As shown in Fig. 3, up to 5% of zinc has no role in contributing to hardness increase regardless of its content, but it contributes to crystal refinement and improvement of gloss characteristics.

All. Zr

The aluminum alloy for die casting of the present invention contains 0.3 to 0.8% by weight of zirconium (Zr). Preferably not less than 0.4 wt% and not more than 0.5 wt% zirconium.

Zirconium , like manganese, refines the crystal grains and forms fine Al ₃ Zr grains, so that the dislocation loops become small to suppress nonuniform precipitation of the S 'phase. Zirconium also improves the mechanical strength of the alloy. If it is less than 0.3 wt%, the desired tensile strength can not be obtained, and if it is more than 0.8 wt%, the cost increases and the economical efficiency of mass production is deteriorated.

la. Ti

The aluminum alloy for die casting of the present invention contains 0.03 wt% or more and 0.09 wt% or less of titanium (Ti). Preferably not less than 0.05% by weight and not more than 0.07% by weight of titanium.
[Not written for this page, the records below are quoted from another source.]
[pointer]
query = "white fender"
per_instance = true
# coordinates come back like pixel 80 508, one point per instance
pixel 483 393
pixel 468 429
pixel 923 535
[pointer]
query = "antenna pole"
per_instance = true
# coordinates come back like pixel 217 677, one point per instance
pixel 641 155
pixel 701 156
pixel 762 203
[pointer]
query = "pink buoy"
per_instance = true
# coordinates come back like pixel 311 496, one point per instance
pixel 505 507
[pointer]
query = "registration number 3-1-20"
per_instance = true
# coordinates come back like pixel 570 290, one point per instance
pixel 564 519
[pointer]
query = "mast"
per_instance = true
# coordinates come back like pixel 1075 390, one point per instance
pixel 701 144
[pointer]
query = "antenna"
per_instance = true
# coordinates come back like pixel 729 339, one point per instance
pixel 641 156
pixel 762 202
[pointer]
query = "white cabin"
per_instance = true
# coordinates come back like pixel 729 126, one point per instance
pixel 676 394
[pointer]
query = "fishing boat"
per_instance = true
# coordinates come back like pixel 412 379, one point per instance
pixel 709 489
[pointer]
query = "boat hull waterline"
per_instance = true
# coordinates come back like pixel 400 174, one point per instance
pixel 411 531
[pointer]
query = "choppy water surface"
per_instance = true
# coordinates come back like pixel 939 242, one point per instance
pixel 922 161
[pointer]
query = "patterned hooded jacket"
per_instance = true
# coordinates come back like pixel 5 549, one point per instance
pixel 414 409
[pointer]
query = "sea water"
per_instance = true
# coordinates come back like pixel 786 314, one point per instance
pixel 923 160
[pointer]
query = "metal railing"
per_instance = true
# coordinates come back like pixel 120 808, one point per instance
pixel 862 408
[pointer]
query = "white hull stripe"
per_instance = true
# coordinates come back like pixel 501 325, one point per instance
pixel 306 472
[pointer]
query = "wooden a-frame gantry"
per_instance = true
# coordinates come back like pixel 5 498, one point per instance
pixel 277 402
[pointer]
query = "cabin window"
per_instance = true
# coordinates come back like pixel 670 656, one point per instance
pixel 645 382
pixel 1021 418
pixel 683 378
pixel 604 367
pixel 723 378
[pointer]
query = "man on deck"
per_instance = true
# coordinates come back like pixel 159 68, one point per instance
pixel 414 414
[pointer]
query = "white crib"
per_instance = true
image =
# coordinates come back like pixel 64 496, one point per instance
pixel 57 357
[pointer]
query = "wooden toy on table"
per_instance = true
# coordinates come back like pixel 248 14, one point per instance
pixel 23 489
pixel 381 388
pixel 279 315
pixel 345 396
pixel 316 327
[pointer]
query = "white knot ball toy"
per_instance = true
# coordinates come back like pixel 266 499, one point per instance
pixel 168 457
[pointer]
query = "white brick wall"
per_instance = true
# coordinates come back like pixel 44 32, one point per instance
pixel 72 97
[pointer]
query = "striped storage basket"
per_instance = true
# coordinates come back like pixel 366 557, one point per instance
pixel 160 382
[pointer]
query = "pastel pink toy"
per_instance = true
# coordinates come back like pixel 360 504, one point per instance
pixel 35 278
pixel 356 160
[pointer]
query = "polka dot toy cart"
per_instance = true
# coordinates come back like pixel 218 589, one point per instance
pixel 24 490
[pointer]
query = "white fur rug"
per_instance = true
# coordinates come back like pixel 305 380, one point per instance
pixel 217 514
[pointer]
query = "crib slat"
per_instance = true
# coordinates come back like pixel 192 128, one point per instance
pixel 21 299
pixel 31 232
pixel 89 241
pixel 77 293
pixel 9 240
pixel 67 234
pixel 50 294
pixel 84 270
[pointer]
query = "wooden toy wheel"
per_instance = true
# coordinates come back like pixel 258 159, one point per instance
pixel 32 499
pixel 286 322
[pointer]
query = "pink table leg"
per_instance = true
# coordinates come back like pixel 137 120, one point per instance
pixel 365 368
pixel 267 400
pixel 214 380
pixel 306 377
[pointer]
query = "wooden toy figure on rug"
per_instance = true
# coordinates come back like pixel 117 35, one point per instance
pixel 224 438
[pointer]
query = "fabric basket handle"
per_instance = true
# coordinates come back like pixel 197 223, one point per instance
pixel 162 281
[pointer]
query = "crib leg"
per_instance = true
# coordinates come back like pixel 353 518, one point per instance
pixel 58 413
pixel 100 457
Titanium is a grain refiner, which improves casting because the addition of titanium to the alloy reduces the range and the range of the normal grain boundary. Thus, the size of large intermetallic compounds composed of aluminum-manganese-impurities is reduced and the number is increased. In addition, the present invention has an effect of finely grinding crystal grains, making the coloring after the anodizing treatment uniform, and contributing to improvement of hardness. The grain refining agent is an element that assists nucleation of the crystal grain of the alloy during solidification,

When the amount of titanium is less than 0.03% by weight, the effect of grain refinement is insufficient. If the amount of titanium is more than 0.1% by weight, an additional grain refinement effect is not caused even when added in excess, and the liquidus temperature rises and the solubility of the alloy deteriorates.

hemp. Sr

The aluminum alloy for die casting of the present invention contains strontium (Sr) in an amount of 0.01 wt% or more and 0.09 wt% or less. Preferably not less than 0.05 wt% and not more than 0.08 wt% of strontium.

Since strontium is a modified treatment agent, the needle or stratified operation is changed into a finely dispersed fiber-processed structure, so that the crystallization of needle-shaped or layered intermetallic compound by iron and silicon impurities is suppressed and refined to prevent adverse effects of impurities. In the present invention, at least 0.01% by weight is added to achieve segregation prevention effect. However, if it is added in an amount exceeding 0.10% by weight, the uniform distribution effect can not be significantly increased.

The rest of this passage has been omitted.